Up until now, music has been released on different days in various countries, from Mondays in France and the UK, Tuesdays in the US and Canada to Fridays in Australia and Germany. But from today (July 10th 2015) new music will be released on Fridays at 00:01 local time around the world. The move was implemented by record labels, retailers and artists internationally and was facilitated by The International Federation of the Phonographic Industry (IFPI). According to Billboard, “the conversation [was] instigated in part by Aussie piracy and Beyonce’s surprise release in December of 2013.” Interestingly while they were all able to agree on an aligned worldwide release date, they haven’t been able to agree on a name for the initiative which is being referred to as Global Release Day by some and New Music Friday by others. According to FPI CEO Frances Moore, “[July was chosen to launch the scheme] to make sure that any glitches in the system were dealt with over the summer period,” ahead of the key fourth quarter sales period.

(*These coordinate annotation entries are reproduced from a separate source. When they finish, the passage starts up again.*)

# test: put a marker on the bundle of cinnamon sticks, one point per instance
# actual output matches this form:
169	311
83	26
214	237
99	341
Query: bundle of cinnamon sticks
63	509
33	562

According to the Official Charts Company consumer research shows that, “when asked what day they most wanted to access new releases, fans overwhelmingly preferred the start of the weekend (i.e. Friday and Saturday).” They also point to the fact that consumers have more time to go shopping on the weekend than weekdays and Friday is a peak day for social media activity.

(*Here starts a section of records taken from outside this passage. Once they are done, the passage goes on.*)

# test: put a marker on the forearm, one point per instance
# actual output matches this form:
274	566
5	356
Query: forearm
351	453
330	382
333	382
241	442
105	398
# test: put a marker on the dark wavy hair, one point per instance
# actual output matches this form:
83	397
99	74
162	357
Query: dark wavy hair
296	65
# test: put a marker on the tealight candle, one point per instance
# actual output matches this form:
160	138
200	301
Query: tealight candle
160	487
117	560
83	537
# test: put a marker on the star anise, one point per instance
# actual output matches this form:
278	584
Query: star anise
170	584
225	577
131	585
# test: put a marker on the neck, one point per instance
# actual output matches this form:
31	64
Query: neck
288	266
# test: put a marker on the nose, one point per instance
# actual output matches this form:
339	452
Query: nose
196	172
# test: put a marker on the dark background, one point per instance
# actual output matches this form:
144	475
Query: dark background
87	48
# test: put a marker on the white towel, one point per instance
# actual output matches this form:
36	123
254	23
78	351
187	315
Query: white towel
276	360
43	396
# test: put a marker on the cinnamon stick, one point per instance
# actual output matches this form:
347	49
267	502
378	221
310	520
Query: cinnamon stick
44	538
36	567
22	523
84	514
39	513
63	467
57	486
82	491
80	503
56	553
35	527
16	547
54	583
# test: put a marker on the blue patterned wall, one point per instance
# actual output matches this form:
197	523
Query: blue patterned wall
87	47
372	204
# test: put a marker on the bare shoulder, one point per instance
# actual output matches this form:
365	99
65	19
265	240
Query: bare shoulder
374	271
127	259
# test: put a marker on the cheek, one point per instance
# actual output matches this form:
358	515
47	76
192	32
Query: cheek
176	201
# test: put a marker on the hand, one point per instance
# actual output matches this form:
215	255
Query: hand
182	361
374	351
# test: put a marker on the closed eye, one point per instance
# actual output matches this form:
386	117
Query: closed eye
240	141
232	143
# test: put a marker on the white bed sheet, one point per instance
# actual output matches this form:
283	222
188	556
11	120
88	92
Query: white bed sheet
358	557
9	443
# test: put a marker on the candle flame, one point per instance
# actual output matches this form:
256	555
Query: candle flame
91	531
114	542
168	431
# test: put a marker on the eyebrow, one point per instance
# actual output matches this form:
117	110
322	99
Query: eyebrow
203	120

While the majority of music will be released on Fridays, it must be noted that, “there will always be exceptions to the rule,” as newmusicfridays.com puts it. For example, Meek Mill who is currently number 1 in the Billboard charts, released his album on a Monday even though the normal release date in the US was Tuesday.
Liam Gallagher’s reaction to the news is perhaps the most interesting speaking to NME he said, “Some fucker has focused group that in a room somewhere to maximise some amount of record sales.” Before adding, “Unfortunately it won’t make shit albums any better, will it? They’ll still sound shit on a fucking Friday.”
When I started buying music, I would buy it on a Friday after school as I would then have ample time over the weekend to listen to it and enjoy it. So I can kind of see where the IFPI is coming from. It was also annoying that although an album had been released in the UK (on a Sunday/ Monday), I’d have to wait for it to be released in the US (on a Tuesday) before I could listen to it on Spotify. It seems that this move will just turn the tables and it will be the US fans that now suffer, they’ll now have to wait 5-8 hours to hear music that fans in the UK have bought and are reacting to on social media. I guess that’s an improvement on having to wait a day or two! North American TV broadcasters shift programme airtimes according to the local time zones, e.g. ET on the East Coast and PST on the west coast. Perhaps that would have been a more logical approach. Films have been released on Fridays for as long as I can remember and perhaps that had a big influence on this decision. Who knows. All that is certain is this week’s new albums have now been released. So head to your music store of preference to check them out. You can visit pro-music.org to find out more about the music services in your country.
In the UK The Official Singles Chart has been announced every Sunday afternoon since October 1987 but following the shift to Global Release Day, the chart show will move to 4pm to 5.45pm every Friday on BBC Radio 1. The midweek chart update will then move from Wednesday afternoon to its new slot on Mondays from 5.30 to 5.45pm on BBC Radio 1.
In the US, Billboard’s changes are a little more complicated but they amount to charts being refreshed each Tuesday morning starting July 14th. You can find out more information regarding Billboard’s new chart arrangements on billboard.com.